A arte é a manifestação de sentimentos e pensamentos. Representando povos e registrando a história através de seus traços, ela tem feito parte da sociedade desde o início dos tempos. Porém, nos últimos anos ela tem assumido um novo papel: de ajudar no tratamento de crianças com câncer.

Com foco em cuidar da saúde mental, o bem estar emocional e social dos pacientes, a Arteterapia ajuda a comunicar sentimentos por meio de diferentes tipos de arte.

Mas qual a ligação entre a arte e saúde?

Quando se fala em Arteterapia no ambiente hospitalar, estamos falando em explorar a espontaneidade. Essa terapia faz com que o conteúdo emocional do paciente possa sair e reverberar no plano externo. Não há interferência do terapeuta durante a prática, por isso se diz que é espontâneo. Tudo que é representado vem de dentro do paciente.

E quando o assunto é o câncer pediátrico?

A arte dialoga muito bem no universo infantil e dessa forma ela pode ser utilizada como válvula de escape e relaxamento. Implantada no projeto Integrare, atualmente a terapia tem sido desenvolvida pela artista plástica e designer, Gabrielle Lima. Segundo a terapeuta “as crianças em tratamento estão passando por um processo de alto nível de estresse, ansiedade, medo e até aflição. A arte possibilita uma explosão de sentimentos, através das cores, dos materiais, até mesmo por meio da destruição de objetos”.

Quais os benefícios a Arteterapia traz?

  1. Expressar sentimentos difíceis de verbalizar
  2. Enfrentar momentos de grande carga emocional de maneira saudável
  3. Explorar a imaginação e criatividade
  4. Adentrar em novas áreas do conhecimento
  5. Incentivar a cultura
  6. Elevar a autoestima e confiança
  7. Identificar e esclarecer preocupações
  8. Aumentar a capacidade de comunicação
  9. Melhorar as habilidades físicas
  10. Diminuir os níveis de estresse e ansiedade
  11. Estimular o senso crítico
  12. Melhorar a concentração, atenção e memória

No Hospital Peter Pan, as crianças desfrutam em grupo do seu tempo de terapia. Gabrielle explica que esse contato com o coletivo contribui com o desenvolvimento dos pacientes, bem como fortalece aspectos do âmbito pessoal, como a tolerância, a importância de saber dividir e etc. Além disso, práticas como a sustentabilidade são amplamente trabalhadas, incentivando as crianças a reciclar. O lixo passa a ter uma nova definição quando associado a arte. As possibilidades são ilimitadas.
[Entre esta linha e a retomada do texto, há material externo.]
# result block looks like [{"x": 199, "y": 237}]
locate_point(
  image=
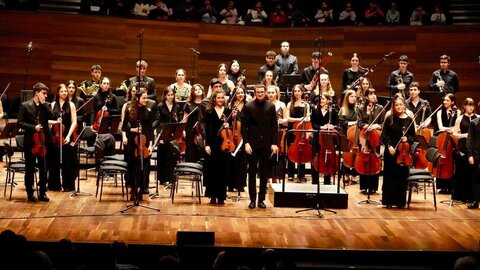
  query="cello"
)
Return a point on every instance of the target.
[
  {"x": 300, "y": 151},
  {"x": 326, "y": 161}
]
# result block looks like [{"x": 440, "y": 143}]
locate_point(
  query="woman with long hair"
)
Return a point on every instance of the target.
[
  {"x": 297, "y": 110},
  {"x": 462, "y": 184},
  {"x": 168, "y": 113},
  {"x": 180, "y": 87},
  {"x": 195, "y": 128},
  {"x": 394, "y": 174},
  {"x": 138, "y": 119},
  {"x": 216, "y": 160},
  {"x": 67, "y": 117}
]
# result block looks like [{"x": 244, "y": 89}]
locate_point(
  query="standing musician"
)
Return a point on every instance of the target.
[
  {"x": 269, "y": 66},
  {"x": 312, "y": 72},
  {"x": 66, "y": 114},
  {"x": 473, "y": 154},
  {"x": 347, "y": 118},
  {"x": 137, "y": 121},
  {"x": 400, "y": 79},
  {"x": 180, "y": 87},
  {"x": 324, "y": 117},
  {"x": 216, "y": 169},
  {"x": 222, "y": 78},
  {"x": 89, "y": 88},
  {"x": 239, "y": 162},
  {"x": 394, "y": 174},
  {"x": 273, "y": 94},
  {"x": 141, "y": 69},
  {"x": 462, "y": 186},
  {"x": 259, "y": 131},
  {"x": 297, "y": 110},
  {"x": 415, "y": 103},
  {"x": 444, "y": 79},
  {"x": 352, "y": 73},
  {"x": 287, "y": 64},
  {"x": 168, "y": 113},
  {"x": 367, "y": 112},
  {"x": 195, "y": 129},
  {"x": 33, "y": 117},
  {"x": 78, "y": 102}
]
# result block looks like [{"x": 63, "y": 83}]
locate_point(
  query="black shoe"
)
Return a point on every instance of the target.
[
  {"x": 473, "y": 205},
  {"x": 262, "y": 205}
]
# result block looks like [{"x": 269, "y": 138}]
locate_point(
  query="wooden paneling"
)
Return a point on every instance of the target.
[{"x": 65, "y": 46}]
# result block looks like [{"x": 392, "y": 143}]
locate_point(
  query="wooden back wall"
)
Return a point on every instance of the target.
[{"x": 66, "y": 46}]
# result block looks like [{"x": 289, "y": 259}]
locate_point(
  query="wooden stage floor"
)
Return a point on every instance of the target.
[{"x": 360, "y": 227}]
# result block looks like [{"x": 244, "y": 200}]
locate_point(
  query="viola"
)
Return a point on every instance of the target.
[
  {"x": 141, "y": 150},
  {"x": 100, "y": 115},
  {"x": 300, "y": 151}
]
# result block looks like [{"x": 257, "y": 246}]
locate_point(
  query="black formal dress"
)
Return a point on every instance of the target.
[
  {"x": 259, "y": 129},
  {"x": 394, "y": 189},
  {"x": 69, "y": 165},
  {"x": 216, "y": 164},
  {"x": 29, "y": 115},
  {"x": 138, "y": 173}
]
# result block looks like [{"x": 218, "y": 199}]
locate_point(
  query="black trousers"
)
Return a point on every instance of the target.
[
  {"x": 258, "y": 160},
  {"x": 30, "y": 162}
]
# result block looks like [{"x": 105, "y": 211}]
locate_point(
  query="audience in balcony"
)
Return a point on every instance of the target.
[
  {"x": 393, "y": 15},
  {"x": 418, "y": 16},
  {"x": 324, "y": 14},
  {"x": 348, "y": 15},
  {"x": 257, "y": 14},
  {"x": 438, "y": 18}
]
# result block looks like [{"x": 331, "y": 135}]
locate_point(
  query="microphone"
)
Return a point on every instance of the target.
[
  {"x": 390, "y": 54},
  {"x": 195, "y": 51}
]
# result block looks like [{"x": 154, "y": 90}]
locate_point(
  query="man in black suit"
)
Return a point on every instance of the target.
[
  {"x": 149, "y": 81},
  {"x": 33, "y": 118},
  {"x": 259, "y": 132}
]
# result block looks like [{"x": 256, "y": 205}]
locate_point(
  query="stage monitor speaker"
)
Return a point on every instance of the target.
[
  {"x": 185, "y": 238},
  {"x": 26, "y": 95}
]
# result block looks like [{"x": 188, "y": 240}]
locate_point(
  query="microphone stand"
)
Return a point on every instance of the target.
[
  {"x": 25, "y": 75},
  {"x": 139, "y": 172},
  {"x": 76, "y": 143}
]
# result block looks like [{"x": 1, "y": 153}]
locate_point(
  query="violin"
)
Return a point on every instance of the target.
[
  {"x": 300, "y": 151},
  {"x": 367, "y": 162},
  {"x": 39, "y": 148},
  {"x": 100, "y": 115}
]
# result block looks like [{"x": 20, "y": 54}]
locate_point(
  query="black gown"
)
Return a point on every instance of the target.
[
  {"x": 138, "y": 176},
  {"x": 394, "y": 189},
  {"x": 216, "y": 164},
  {"x": 69, "y": 165}
]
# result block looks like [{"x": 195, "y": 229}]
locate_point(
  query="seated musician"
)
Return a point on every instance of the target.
[{"x": 367, "y": 113}]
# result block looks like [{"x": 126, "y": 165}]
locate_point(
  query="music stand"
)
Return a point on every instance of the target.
[
  {"x": 330, "y": 142},
  {"x": 9, "y": 131},
  {"x": 169, "y": 132},
  {"x": 289, "y": 80},
  {"x": 76, "y": 143}
]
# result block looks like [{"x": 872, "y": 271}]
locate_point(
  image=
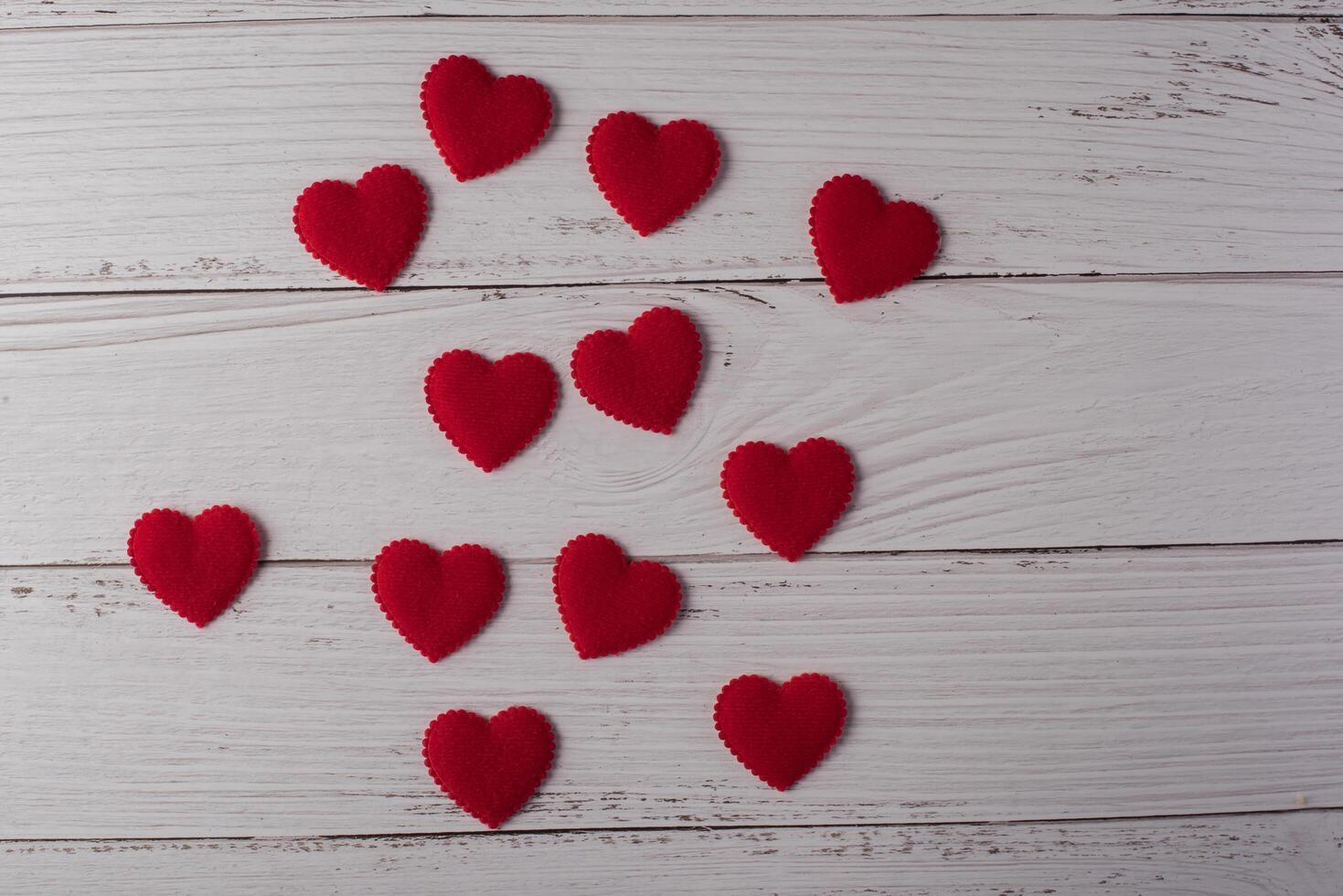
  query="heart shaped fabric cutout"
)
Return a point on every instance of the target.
[
  {"x": 642, "y": 377},
  {"x": 607, "y": 603},
  {"x": 490, "y": 411},
  {"x": 366, "y": 231},
  {"x": 489, "y": 767},
  {"x": 781, "y": 732},
  {"x": 197, "y": 566},
  {"x": 437, "y": 601},
  {"x": 789, "y": 498},
  {"x": 867, "y": 246},
  {"x": 652, "y": 175},
  {"x": 480, "y": 123}
]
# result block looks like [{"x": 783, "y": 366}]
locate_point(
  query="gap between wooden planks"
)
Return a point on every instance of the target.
[
  {"x": 1007, "y": 414},
  {"x": 1044, "y": 145},
  {"x": 982, "y": 688},
  {"x": 1283, "y": 855},
  {"x": 54, "y": 14}
]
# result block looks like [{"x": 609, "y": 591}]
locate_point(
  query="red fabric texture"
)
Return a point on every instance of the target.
[
  {"x": 607, "y": 603},
  {"x": 366, "y": 231},
  {"x": 197, "y": 566},
  {"x": 489, "y": 767},
  {"x": 642, "y": 377},
  {"x": 437, "y": 601},
  {"x": 652, "y": 175},
  {"x": 789, "y": 498},
  {"x": 867, "y": 246},
  {"x": 490, "y": 411},
  {"x": 480, "y": 123},
  {"x": 781, "y": 732}
]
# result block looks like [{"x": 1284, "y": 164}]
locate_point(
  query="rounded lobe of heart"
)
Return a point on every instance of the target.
[
  {"x": 366, "y": 231},
  {"x": 437, "y": 601},
  {"x": 490, "y": 411},
  {"x": 195, "y": 566},
  {"x": 607, "y": 603},
  {"x": 789, "y": 500},
  {"x": 652, "y": 175},
  {"x": 867, "y": 246},
  {"x": 480, "y": 123},
  {"x": 781, "y": 732},
  {"x": 489, "y": 767},
  {"x": 642, "y": 377}
]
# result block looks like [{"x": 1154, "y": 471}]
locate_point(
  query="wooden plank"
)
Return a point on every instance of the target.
[
  {"x": 37, "y": 14},
  {"x": 982, "y": 688},
  {"x": 1283, "y": 853},
  {"x": 981, "y": 414},
  {"x": 1044, "y": 145}
]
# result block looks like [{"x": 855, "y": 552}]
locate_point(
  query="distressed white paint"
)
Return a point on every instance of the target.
[
  {"x": 1276, "y": 855},
  {"x": 982, "y": 688},
  {"x": 981, "y": 415},
  {"x": 169, "y": 157},
  {"x": 28, "y": 14}
]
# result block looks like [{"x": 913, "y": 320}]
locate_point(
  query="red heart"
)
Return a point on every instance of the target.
[
  {"x": 489, "y": 767},
  {"x": 490, "y": 411},
  {"x": 781, "y": 732},
  {"x": 478, "y": 123},
  {"x": 642, "y": 377},
  {"x": 652, "y": 175},
  {"x": 789, "y": 498},
  {"x": 437, "y": 601},
  {"x": 607, "y": 603},
  {"x": 195, "y": 566},
  {"x": 867, "y": 246},
  {"x": 364, "y": 232}
]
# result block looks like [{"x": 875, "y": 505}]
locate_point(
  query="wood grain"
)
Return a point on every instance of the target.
[
  {"x": 35, "y": 14},
  {"x": 1283, "y": 855},
  {"x": 169, "y": 157},
  {"x": 981, "y": 415},
  {"x": 981, "y": 687}
]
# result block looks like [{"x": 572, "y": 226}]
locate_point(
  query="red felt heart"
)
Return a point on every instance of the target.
[
  {"x": 195, "y": 566},
  {"x": 489, "y": 767},
  {"x": 490, "y": 411},
  {"x": 480, "y": 123},
  {"x": 642, "y": 377},
  {"x": 364, "y": 232},
  {"x": 781, "y": 732},
  {"x": 867, "y": 246},
  {"x": 652, "y": 175},
  {"x": 607, "y": 603},
  {"x": 437, "y": 601},
  {"x": 789, "y": 498}
]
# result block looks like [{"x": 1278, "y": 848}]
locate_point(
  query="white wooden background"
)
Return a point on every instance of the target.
[{"x": 1088, "y": 602}]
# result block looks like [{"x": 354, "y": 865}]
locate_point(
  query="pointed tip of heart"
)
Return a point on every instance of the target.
[
  {"x": 497, "y": 458},
  {"x": 645, "y": 637},
  {"x": 790, "y": 554},
  {"x": 461, "y": 637},
  {"x": 898, "y": 278},
  {"x": 650, "y": 316},
  {"x": 786, "y": 784},
  {"x": 500, "y": 163},
  {"x": 618, "y": 203},
  {"x": 530, "y": 784},
  {"x": 197, "y": 620},
  {"x": 378, "y": 285}
]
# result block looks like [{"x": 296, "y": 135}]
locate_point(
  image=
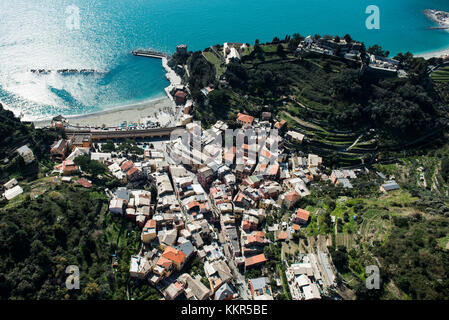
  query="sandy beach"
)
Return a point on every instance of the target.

A Arteterapia no Hospital Peter Pan

As atividades são realizadas juntos as crianças que estão fazendo quimioterapia. Nestes ambientes não é permitido o uso de tinta, por isso a arteterapia é feita por meio de papéis, objetos tridimensionais e muitos outros que estimulam a criatividade dos pequenos. Uma das técnicas bastante utilizada e que tem dado retorno positivo é a prática de destruir objetos. “Essa destruição é uma forma de extravasar, então eles trazem para fora os sentimentos ruins rasgando um pedaço de papel, por exemplo. O uso das mãos permite essa manifestação e mantém a segurança da criança, já que eles não utilizam objetos cortantes”, completa a terapeuta.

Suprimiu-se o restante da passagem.